The above studies mainly analyzed the causes of failures based on the working conditions of post-earthquake communication base stations or propose a new emergency communication scheme. These new solutions are difficult and costly to implement in practice and are not conducive to post-earthquake disaster relief work. The post-earthquake communication base station condition analysis is limited to the relationship between the tower type of the base station11, building structure12, etc. and the earthquake. While ignoring that the damage of the post-earthquake communication base station is also related to many factors such as the geographical location of the base station, the distance from the earthquake source, the geography and geology between the earthquake source and the communication base station. Through the analysis of the causal relationship between the post-earthquake communication base station working conditions and these factors, a reasonable model is selected to make the siting of communication base stations in catastrophic earthquake-prone areas reliable, thus effectively reducing the failure rate of post-earthquake communication base stations. At present, there is no reliable method for siting and constructing communication base stations in earthquake-prone areas, and they are implemented according to standards, such as selecting seismic intensity according to geographical areas, there will be problems such as increased investment and failure of communication base stations after earthquakes. In fact, the sitting of communication base stations requires a specific analysis process, so that the causes of post-earthquake failure problems can be known, and relevant preparations can be made at the communication base station sitting stage.

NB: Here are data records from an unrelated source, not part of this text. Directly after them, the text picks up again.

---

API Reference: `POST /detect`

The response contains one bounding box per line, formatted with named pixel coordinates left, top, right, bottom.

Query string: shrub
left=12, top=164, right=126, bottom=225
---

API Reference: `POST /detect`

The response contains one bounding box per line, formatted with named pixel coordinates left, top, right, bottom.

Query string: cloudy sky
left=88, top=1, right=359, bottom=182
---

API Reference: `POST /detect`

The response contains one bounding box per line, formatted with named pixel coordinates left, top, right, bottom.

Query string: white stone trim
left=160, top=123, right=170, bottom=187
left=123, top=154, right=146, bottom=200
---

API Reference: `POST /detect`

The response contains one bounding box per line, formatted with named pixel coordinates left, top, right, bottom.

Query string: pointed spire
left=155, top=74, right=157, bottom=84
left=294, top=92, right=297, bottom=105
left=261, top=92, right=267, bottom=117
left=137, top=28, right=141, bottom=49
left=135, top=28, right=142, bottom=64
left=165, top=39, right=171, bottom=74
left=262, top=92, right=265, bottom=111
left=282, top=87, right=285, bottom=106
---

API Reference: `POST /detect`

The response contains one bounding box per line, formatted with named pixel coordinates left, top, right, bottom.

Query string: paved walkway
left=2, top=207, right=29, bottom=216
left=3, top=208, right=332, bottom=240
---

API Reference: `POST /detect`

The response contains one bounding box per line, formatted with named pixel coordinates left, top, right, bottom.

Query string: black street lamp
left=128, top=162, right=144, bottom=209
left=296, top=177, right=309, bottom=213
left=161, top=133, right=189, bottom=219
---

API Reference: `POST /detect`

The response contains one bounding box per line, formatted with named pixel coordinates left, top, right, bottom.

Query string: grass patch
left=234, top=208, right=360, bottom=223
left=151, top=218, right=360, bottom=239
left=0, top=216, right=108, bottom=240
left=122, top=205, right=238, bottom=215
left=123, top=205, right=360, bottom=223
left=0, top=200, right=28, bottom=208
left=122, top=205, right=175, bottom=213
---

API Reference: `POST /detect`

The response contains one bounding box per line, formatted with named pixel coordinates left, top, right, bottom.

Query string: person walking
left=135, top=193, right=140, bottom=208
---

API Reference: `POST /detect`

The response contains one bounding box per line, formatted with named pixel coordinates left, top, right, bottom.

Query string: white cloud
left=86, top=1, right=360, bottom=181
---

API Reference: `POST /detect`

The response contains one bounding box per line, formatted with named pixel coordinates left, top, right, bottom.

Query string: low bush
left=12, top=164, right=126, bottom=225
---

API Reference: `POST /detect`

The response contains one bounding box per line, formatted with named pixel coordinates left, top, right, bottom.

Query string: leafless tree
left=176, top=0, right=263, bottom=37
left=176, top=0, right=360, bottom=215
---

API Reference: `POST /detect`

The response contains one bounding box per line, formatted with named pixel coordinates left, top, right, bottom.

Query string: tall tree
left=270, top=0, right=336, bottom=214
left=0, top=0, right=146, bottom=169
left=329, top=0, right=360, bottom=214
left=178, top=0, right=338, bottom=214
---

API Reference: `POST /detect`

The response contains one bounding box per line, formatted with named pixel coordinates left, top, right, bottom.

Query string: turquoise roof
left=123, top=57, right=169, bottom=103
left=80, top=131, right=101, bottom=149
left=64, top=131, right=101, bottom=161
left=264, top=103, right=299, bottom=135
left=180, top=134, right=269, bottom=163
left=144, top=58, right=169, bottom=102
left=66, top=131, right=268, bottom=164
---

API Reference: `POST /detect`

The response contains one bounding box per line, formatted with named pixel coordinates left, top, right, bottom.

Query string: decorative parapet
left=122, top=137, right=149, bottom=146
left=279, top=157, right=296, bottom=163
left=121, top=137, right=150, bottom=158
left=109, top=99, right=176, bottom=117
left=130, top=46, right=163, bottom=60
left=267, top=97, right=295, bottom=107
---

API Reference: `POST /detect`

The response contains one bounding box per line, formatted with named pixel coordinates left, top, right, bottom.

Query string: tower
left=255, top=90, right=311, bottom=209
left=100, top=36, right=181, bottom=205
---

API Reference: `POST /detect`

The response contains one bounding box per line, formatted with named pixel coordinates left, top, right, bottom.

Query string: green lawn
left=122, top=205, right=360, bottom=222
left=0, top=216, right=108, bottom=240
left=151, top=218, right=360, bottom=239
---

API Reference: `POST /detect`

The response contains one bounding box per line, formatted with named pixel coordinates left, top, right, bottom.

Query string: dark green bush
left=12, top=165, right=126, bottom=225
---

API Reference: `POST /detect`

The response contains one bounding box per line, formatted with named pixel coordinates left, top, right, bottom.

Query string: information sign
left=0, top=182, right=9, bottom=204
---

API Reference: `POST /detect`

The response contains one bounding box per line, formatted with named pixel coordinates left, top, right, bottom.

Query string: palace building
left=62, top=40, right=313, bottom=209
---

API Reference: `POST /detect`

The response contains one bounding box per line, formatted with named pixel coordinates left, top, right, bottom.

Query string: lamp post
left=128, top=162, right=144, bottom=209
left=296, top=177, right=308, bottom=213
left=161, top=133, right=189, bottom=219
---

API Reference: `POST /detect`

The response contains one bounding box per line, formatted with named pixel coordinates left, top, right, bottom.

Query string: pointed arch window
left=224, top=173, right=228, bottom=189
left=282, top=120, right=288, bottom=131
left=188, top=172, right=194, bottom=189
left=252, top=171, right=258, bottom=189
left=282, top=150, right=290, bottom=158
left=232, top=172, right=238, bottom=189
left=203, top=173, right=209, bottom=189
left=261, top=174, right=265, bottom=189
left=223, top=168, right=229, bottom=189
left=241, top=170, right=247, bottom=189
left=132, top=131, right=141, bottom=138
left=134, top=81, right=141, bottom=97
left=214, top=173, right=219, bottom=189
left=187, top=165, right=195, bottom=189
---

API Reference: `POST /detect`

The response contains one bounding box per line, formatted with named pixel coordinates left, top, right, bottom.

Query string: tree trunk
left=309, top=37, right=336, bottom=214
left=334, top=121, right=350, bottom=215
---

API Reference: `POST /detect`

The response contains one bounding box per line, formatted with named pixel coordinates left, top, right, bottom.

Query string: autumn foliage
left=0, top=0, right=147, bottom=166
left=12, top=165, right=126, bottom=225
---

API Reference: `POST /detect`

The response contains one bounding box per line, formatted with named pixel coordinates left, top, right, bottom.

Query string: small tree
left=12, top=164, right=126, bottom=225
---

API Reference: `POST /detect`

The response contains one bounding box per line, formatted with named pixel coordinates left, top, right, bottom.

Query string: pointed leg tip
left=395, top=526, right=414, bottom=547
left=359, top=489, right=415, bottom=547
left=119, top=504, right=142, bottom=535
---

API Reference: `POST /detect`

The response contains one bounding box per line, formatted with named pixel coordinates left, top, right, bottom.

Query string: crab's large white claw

Based on the real operation data of post-earthquake communication base stations, this paper proposes a logistic method of parameter grouping, which can effectively evaluate the failure probability of post-earthquake communication base stations. And it can be used to judge whether the location of communication base stations is proper, to reduce the probability of failure of post-earthquake communication base stations, so that failure-free base stations can form the continuous coverage of emergency communication networks, and thus reducing the special investment in post-earthquake emergency networks.

Conclusion

In the past, it was often thought that complex nonlinear methods such as artificial intelligence were needed to solve the problem of accurate prediction and evaluation of the working conditions of communication base stations after earthquakes, but in fact, traditional simple methods can improve the accuracy of prediction and evaluation just as well when more factors such as geology and geography and building structure are taken all into account. The advantage of traditional Logistic method compared to the method of innovative technology such as artificial intelligence is that the whole physical process is clear. Through the judgment of weighed-parameters of two-parameter set, it is derived clearly that geological factors have the greatest impact on communication base stations after earthquakes. In the construction of base stations, we can effectively reduce the construction cost of base stations by selecting the location of base stations reasonably rather than seismic intensity level.

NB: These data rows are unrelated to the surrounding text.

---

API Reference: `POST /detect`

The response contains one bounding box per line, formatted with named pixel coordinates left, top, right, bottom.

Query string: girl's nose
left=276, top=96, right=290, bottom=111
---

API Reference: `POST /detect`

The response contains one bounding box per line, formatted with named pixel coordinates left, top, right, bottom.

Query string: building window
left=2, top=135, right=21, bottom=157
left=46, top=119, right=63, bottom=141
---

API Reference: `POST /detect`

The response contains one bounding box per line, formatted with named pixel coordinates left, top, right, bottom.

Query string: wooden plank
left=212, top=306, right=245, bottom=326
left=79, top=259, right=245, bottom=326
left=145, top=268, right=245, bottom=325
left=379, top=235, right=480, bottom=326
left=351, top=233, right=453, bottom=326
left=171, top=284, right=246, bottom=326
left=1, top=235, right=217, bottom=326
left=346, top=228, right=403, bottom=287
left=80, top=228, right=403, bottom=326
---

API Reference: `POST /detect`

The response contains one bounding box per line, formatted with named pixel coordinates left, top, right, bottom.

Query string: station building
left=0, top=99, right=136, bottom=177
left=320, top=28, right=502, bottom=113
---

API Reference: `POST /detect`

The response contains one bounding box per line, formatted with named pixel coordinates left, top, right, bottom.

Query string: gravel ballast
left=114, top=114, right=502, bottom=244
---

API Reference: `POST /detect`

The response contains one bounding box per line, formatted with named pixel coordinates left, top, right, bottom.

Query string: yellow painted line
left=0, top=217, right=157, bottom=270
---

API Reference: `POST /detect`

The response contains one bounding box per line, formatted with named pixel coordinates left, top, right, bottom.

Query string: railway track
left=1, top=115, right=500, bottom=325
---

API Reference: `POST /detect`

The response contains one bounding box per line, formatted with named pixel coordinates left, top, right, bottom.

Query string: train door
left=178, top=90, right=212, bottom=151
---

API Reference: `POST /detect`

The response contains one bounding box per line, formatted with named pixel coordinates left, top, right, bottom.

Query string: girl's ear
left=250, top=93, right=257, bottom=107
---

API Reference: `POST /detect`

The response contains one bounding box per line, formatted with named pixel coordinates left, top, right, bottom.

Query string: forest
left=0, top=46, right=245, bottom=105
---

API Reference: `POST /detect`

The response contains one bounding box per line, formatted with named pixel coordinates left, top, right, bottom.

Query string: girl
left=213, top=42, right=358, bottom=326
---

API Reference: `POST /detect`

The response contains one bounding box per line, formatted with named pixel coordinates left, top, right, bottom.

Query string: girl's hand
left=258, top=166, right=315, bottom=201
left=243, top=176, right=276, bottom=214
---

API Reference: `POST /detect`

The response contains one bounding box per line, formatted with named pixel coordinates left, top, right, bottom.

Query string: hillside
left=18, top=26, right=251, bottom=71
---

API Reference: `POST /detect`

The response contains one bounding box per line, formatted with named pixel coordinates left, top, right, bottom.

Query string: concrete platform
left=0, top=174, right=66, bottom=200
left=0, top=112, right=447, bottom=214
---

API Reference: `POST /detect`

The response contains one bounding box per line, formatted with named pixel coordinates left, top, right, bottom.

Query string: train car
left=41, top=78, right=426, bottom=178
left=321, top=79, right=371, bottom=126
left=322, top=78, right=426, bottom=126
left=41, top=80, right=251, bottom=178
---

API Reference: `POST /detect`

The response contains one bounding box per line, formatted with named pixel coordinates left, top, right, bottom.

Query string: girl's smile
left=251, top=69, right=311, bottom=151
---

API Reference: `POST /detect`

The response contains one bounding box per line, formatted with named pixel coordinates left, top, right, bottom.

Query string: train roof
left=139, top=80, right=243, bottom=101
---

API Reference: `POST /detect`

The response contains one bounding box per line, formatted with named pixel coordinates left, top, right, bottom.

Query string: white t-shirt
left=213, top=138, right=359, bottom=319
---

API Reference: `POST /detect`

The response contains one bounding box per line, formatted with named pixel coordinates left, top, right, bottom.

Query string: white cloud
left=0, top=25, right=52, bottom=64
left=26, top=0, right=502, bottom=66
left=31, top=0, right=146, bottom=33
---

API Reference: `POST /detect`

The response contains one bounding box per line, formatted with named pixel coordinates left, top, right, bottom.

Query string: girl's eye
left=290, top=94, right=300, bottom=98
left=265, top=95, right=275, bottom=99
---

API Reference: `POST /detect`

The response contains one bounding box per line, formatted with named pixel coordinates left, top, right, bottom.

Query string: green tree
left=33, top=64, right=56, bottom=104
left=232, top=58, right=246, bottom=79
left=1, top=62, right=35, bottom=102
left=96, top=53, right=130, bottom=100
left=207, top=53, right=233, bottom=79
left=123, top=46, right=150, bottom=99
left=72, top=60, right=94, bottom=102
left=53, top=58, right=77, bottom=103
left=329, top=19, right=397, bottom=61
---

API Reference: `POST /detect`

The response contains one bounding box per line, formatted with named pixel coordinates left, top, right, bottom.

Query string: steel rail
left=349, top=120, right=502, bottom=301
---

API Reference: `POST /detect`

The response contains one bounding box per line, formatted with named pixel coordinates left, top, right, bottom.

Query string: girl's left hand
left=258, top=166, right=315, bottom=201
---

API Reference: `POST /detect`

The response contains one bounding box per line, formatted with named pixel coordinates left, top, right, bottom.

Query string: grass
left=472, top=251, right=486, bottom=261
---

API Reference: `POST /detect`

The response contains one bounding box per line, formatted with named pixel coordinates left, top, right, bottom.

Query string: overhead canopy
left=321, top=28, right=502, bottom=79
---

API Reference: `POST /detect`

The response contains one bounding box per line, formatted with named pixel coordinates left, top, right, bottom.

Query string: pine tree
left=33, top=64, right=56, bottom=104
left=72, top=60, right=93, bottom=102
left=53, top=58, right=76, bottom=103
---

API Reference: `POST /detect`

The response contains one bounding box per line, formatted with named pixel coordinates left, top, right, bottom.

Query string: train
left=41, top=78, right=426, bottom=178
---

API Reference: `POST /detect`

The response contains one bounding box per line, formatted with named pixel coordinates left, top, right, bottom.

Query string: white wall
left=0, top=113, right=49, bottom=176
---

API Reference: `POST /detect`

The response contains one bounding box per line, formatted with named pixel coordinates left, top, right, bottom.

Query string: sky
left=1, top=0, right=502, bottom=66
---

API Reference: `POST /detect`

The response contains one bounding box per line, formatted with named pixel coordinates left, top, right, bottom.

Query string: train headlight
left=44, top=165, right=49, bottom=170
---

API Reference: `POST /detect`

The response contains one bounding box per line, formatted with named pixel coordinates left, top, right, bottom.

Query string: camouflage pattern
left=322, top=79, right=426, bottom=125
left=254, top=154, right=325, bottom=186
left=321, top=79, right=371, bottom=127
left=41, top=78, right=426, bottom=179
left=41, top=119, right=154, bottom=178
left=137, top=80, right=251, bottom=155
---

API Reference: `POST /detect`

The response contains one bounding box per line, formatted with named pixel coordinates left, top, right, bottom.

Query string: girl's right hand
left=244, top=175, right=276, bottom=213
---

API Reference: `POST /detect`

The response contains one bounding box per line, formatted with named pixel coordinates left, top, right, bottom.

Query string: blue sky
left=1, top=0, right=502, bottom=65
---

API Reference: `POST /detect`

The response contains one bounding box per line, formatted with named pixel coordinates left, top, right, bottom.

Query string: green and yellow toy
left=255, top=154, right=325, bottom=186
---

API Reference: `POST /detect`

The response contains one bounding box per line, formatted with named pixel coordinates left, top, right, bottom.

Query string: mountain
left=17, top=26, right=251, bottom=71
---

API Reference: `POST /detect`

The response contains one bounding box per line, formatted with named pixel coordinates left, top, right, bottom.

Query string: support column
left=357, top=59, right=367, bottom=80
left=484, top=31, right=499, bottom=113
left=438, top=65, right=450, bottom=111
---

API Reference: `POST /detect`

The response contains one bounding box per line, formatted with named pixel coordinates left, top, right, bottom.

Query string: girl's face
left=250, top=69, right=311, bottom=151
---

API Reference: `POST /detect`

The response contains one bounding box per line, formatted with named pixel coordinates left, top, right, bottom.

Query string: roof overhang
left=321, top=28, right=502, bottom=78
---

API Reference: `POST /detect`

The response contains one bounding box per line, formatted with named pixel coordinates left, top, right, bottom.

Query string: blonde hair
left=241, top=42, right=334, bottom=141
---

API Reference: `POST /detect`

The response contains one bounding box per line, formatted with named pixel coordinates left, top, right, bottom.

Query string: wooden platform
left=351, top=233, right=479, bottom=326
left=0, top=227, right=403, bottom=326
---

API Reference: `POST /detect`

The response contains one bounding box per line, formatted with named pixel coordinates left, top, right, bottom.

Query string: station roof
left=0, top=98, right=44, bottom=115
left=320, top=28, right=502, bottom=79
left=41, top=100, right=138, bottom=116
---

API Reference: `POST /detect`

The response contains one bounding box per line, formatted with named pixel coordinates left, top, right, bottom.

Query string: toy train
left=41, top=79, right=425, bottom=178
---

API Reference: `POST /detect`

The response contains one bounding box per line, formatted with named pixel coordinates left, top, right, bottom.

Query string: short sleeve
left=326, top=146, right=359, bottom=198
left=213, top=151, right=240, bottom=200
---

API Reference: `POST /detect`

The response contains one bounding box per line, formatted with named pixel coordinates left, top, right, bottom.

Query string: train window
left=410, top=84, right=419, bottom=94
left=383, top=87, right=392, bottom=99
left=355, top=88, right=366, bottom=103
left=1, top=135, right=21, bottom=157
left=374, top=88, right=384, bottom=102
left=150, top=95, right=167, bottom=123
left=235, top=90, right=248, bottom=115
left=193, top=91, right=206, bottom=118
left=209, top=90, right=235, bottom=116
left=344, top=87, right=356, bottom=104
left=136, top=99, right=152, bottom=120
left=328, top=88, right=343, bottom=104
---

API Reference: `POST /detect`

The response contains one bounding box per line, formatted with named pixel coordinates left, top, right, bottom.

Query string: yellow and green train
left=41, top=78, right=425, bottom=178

Data processing and discussion

Data sources

To avoid the accidental source of post-earthquake communication base station data in a single region, it is necessary to select post-earthquake communication base station data from different earthquake magnitudes, different earthquake fault zones, different geological and geographical environments, and other composite factors when selecting experimental data. In this paper, the post-earthquake communication base station statistics of three earthquakes, Wenchuan Ms8.0 earthquake, Lushan Ms7.0 earthquake and Changning Ms6.0 earthquake in Sichuan Province, are used as the object of analysis and research. The geographical contour maps of the seismic regions are shown in Figs. 1, 2 and 3, respectively. The pentagram is the epicenter, and the quadrangular star is the cities and counties where the base station is distributed.

Figure 1
figure 1

Wenchuan Ms8.0 earthquake.

Figure 2
figure 2

Lushan Ms7.0 earthquake.

Figure 3
figure 3

Changning Ms6.0 earthquake.

Figure 1 shows that the selected base station data are mainly distributed in Dujiangyan City, Deyang City, Mianyang City, and Wenchuan County. These areas have dense geographical contours, are located in the northeast of Chengdu city, and are distributed along the Longmenshan earthquake fault zone; the fault zone is northeast-southwest trending, the topography is mainly mountainous and hilly, the geological structure is more complex, and a variety of rock formations coexist, and the communication base stations are mostly mountain base stations dominated by ground stations.

Lushan County is a district and county under Ya’an City. As can be seen in Fig. 2, Lushan County is next to Chengdu City in the east and Wenchuan County in the north and is in the southern part of the Longmenshan earthquake fault zone, with the whole territory being a basic intensity 7 degrees or higher intensity zone. The topography is high in the north and low in the south, there are more mountain valleys in the county, and the geological structure is mainly sedimentary rock, and communication base stations are mainly mountain base stations.

Changning is a county of Yibin, located in the southeast of Yibin City and belongs to Huayingshan fault zone. As can be seen from Fig. 3, the terrain is high in the South and low in the north, mainly mountainous and hilly, with complex geological structure and mainly sedimentary rocks.

Parameter selection

Although all three earthquakes occurred in Sichuan Province, China, they were in different areas with different magnitudes and seismic intensities. In the post-earthquake survey, it was found that the communication base stations could maintain basic operation if the main equipment such as power supply system, wireless equipment and transmission equipment were not damaged after the earthquake, and the towers played the role of antenna support and information transmission without changes; if any of them were damaged, the communication base stations could not operate effectively3. Therefore, scenarios can be classified based on the above description of the post-earthquake base station room condition and tower condition, normal or damaged is selected as the measurement criteria.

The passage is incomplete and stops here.